Content wise this Bible has its good and bad features. Most importantly, there is an acceptable amount of doctrinal articles, emphasizing the importance for women to learn what they believe. Also, on a positive note, it was edited by two women: Dorothy Kelley Patterson and Rhonda Harrington Kelley. The many articles focus primarily on attracting women to the Scripture although some seem haphazardly placed.

Structurally it comes with two ribbon markers – quite useful. The Bible text is of a large enough size to be readable (8 pt. type). Unfortunately, all the introductions and articles except for two in the introductory material have a reduced font that is difficult to read.

The bottom line is that this Bible is quite adequate for its intended audience. However, when compared with The Woman’s Study Bible published in late 2017 by Thomas Nelson, it is one step below. (See my review here.)

Disclaimer: This Bible was provided to me by Holman Bible Publishers for a fair and honest review.

God’s Book of Proverbs

I don’t have statistics on this and there has probably never been a government study, however, I would estimate that the book of Proverbs is probably second in line to the Psalms in popularity. We all know the wisdom that is contained in Proverbs, sometimes a bit befuddling but nevertheless, it’s there to dig out. The blessing of Proverbs is reading, meditating and interpreting. The fun is playing (for lack of a better word) with all of the various categories of wisdom that the book imparts.God's Book of Proverbs

So, B&H Publishing has produced the book of Proverbs arranged by topic. It’s cleverly titled God’s Book of Proverbs: Biblical Wisdom Arranger by Topic. They have categorized 60 topics. The topics range from Anger to Wonder and everything in between, all arranged alphabetically. Depending on your own personal analysis of Proverbs, sixty may seem like a lot or too few. Regardless of your analytical viewpoint, it is a blessing and entertaining to peruse through the various topics.

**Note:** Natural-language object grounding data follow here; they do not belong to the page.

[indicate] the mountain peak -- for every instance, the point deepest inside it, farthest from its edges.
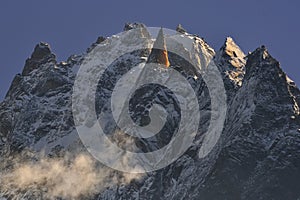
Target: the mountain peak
(41, 54)
(180, 29)
(231, 60)
(159, 53)
(129, 26)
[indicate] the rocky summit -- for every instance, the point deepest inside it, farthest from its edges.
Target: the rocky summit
(256, 157)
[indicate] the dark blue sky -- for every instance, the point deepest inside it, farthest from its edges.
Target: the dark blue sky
(71, 26)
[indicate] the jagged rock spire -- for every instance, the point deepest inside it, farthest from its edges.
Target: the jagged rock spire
(180, 29)
(159, 53)
(42, 53)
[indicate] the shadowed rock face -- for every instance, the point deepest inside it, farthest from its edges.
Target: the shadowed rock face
(257, 157)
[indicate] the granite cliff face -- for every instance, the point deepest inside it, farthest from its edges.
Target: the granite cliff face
(257, 156)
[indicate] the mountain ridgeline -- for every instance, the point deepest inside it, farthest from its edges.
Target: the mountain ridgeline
(256, 157)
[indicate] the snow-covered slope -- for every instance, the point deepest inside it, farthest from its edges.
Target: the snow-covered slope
(257, 156)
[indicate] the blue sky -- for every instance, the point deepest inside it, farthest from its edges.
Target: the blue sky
(71, 26)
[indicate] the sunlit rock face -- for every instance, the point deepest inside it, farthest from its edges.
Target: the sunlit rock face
(257, 156)
(159, 53)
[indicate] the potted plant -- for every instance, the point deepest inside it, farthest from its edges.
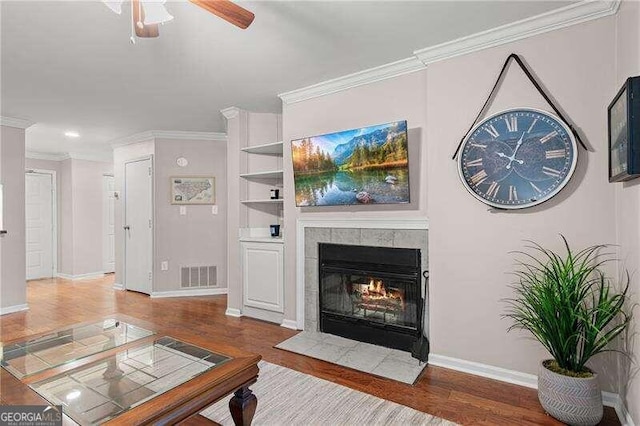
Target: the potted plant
(575, 311)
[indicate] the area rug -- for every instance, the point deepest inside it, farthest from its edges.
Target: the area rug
(288, 397)
(380, 361)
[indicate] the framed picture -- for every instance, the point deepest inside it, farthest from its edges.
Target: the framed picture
(193, 190)
(624, 132)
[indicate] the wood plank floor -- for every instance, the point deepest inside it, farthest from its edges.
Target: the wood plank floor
(459, 397)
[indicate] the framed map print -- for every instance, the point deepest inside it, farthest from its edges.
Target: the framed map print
(193, 190)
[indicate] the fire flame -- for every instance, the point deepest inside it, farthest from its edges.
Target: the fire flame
(376, 291)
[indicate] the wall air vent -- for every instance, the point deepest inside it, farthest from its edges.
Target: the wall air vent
(198, 276)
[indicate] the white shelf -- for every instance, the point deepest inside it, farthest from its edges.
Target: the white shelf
(272, 174)
(272, 240)
(268, 201)
(274, 148)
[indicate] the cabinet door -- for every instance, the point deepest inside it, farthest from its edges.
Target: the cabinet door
(262, 276)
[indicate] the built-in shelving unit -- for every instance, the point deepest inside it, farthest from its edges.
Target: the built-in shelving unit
(274, 148)
(256, 169)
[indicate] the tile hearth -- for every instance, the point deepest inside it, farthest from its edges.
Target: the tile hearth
(377, 360)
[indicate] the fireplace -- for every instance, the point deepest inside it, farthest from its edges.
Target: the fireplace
(371, 294)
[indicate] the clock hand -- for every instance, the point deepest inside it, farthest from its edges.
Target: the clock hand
(512, 158)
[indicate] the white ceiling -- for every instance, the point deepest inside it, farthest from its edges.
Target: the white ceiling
(68, 65)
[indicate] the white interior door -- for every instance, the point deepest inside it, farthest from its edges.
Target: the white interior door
(39, 220)
(108, 235)
(138, 216)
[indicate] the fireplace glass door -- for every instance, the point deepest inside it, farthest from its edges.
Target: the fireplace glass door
(379, 298)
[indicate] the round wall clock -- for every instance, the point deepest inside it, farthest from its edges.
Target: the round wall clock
(517, 158)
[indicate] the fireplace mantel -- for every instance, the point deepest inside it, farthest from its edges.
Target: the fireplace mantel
(409, 222)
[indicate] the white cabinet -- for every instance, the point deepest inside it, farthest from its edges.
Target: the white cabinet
(262, 275)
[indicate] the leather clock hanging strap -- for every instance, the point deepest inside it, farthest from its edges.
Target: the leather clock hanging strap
(535, 83)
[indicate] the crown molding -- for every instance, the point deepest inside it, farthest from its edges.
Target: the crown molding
(151, 135)
(61, 156)
(99, 157)
(231, 112)
(49, 156)
(572, 14)
(549, 21)
(191, 136)
(371, 75)
(15, 122)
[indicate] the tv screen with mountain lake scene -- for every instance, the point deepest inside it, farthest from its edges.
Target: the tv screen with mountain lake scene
(360, 166)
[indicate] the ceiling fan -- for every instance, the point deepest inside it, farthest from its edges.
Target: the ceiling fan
(148, 14)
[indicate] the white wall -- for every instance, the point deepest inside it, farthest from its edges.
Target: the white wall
(628, 198)
(87, 190)
(13, 289)
(468, 245)
(80, 212)
(199, 237)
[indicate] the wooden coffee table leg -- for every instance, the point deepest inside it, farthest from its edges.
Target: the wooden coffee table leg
(243, 406)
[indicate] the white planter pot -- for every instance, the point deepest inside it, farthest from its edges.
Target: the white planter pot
(572, 400)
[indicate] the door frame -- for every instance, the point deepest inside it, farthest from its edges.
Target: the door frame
(54, 214)
(153, 218)
(105, 219)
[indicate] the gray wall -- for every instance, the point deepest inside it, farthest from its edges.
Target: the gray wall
(469, 246)
(87, 200)
(196, 239)
(65, 233)
(13, 289)
(628, 202)
(199, 237)
(80, 215)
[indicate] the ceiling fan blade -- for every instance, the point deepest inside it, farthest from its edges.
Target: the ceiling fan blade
(142, 30)
(227, 10)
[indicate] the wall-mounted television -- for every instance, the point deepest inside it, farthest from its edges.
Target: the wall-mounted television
(362, 166)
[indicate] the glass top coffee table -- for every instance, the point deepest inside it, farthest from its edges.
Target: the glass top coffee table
(150, 379)
(30, 356)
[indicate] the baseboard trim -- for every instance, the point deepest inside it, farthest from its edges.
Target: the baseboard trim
(484, 370)
(614, 400)
(233, 312)
(189, 293)
(293, 325)
(609, 399)
(89, 276)
(14, 309)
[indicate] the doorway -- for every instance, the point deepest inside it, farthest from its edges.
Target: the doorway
(41, 241)
(108, 226)
(138, 222)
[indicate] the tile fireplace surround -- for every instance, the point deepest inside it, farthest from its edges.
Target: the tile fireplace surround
(405, 233)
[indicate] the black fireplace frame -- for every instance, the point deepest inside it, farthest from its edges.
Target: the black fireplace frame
(398, 263)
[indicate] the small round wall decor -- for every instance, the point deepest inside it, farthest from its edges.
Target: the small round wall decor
(517, 158)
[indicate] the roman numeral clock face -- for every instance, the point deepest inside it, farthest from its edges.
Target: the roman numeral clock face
(517, 158)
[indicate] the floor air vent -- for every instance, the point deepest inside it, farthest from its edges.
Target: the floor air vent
(199, 276)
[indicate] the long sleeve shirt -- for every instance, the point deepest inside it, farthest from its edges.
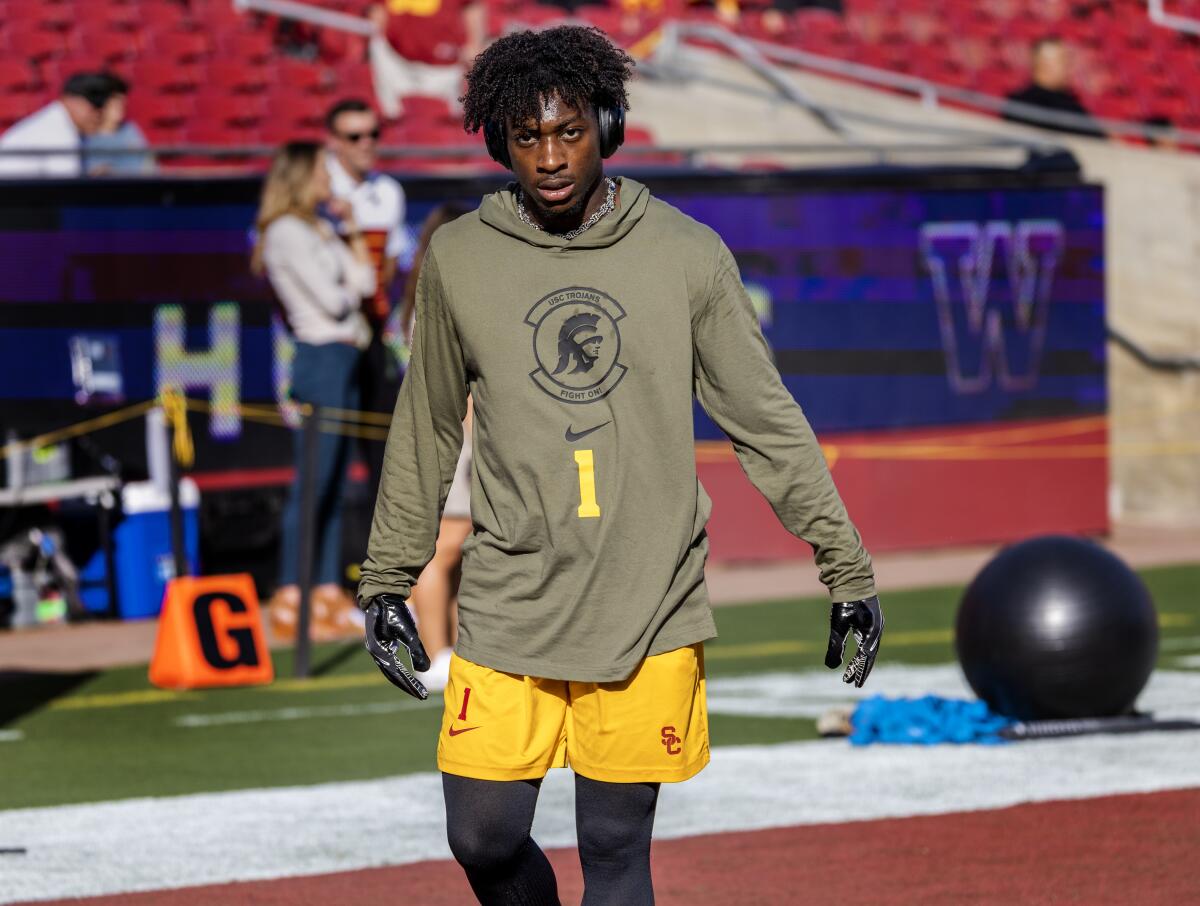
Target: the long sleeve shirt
(319, 281)
(582, 358)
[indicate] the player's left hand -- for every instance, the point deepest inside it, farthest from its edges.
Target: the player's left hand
(390, 625)
(864, 618)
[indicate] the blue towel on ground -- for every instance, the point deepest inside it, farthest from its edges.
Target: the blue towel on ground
(925, 721)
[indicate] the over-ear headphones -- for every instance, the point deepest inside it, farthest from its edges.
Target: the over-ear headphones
(611, 119)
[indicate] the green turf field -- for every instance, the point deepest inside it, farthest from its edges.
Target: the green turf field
(112, 735)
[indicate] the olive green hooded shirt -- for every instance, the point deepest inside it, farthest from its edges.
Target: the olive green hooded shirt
(582, 357)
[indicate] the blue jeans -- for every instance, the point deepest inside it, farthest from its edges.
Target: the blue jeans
(322, 376)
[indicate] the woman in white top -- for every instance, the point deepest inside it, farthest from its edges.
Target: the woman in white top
(321, 279)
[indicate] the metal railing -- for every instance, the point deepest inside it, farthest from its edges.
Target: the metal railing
(1159, 16)
(930, 94)
(762, 57)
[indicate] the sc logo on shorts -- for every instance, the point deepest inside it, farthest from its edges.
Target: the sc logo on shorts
(673, 743)
(576, 343)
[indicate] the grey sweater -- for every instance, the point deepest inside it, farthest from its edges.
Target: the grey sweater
(318, 281)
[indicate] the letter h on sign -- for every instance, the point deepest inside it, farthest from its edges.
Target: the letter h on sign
(993, 321)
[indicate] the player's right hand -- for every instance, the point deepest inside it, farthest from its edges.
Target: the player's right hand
(390, 625)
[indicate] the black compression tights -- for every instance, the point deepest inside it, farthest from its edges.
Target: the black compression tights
(489, 822)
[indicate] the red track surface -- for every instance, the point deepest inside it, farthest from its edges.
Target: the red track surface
(1114, 850)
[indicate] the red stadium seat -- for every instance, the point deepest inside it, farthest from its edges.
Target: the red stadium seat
(17, 77)
(421, 108)
(295, 109)
(354, 78)
(235, 78)
(23, 41)
(165, 77)
(16, 107)
(231, 111)
(304, 77)
(111, 47)
(160, 112)
(246, 47)
(181, 46)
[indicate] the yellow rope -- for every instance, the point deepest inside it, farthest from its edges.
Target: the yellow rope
(78, 429)
(1011, 443)
(174, 408)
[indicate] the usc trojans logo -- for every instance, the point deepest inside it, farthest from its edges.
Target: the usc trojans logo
(673, 743)
(576, 343)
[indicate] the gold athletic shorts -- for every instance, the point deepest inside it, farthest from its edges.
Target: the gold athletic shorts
(652, 727)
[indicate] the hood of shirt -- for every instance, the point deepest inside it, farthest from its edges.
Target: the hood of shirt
(499, 211)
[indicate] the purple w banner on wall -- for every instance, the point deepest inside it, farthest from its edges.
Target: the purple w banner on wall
(993, 286)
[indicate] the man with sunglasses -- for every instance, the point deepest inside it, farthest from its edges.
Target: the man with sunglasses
(377, 203)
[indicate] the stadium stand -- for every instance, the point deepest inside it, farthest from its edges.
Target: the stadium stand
(205, 70)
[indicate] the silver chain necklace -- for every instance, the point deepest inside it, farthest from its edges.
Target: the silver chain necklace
(609, 204)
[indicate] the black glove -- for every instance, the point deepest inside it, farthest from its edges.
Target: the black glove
(390, 625)
(865, 619)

But, wait! Not only did B&H arrange the Proverbs topically, they also included a subject index at the back. It serves as a sort of cross reference although most of the words in the topics are included in the index. So, if you want to know what Proverbs says about indulgence, look up the word in the index and you get the page(s) on which the topic is found. It makes the entire process of using Proverbs as a lifestyle mentor quite simple.

Structurally the book is small, devotional size, 6 ¾” x 4 ¾”. It comes with a ribbon in case one decides to use this book devotionally and a Presentation Page in case one decides to use it as a gift. The translation is the Christian Standard Bible (CSB), Holman’s newest translation. It’s probably another promotional attempt for this new translation.

The bottom line is that this is a worthwhile purchase for personal use, as a gift and even for counseling. The price is set well at $9.99 but you can likely find it for less at online dealers.

Disclaimer: This book was provided to me by B&H for a fair and honest review.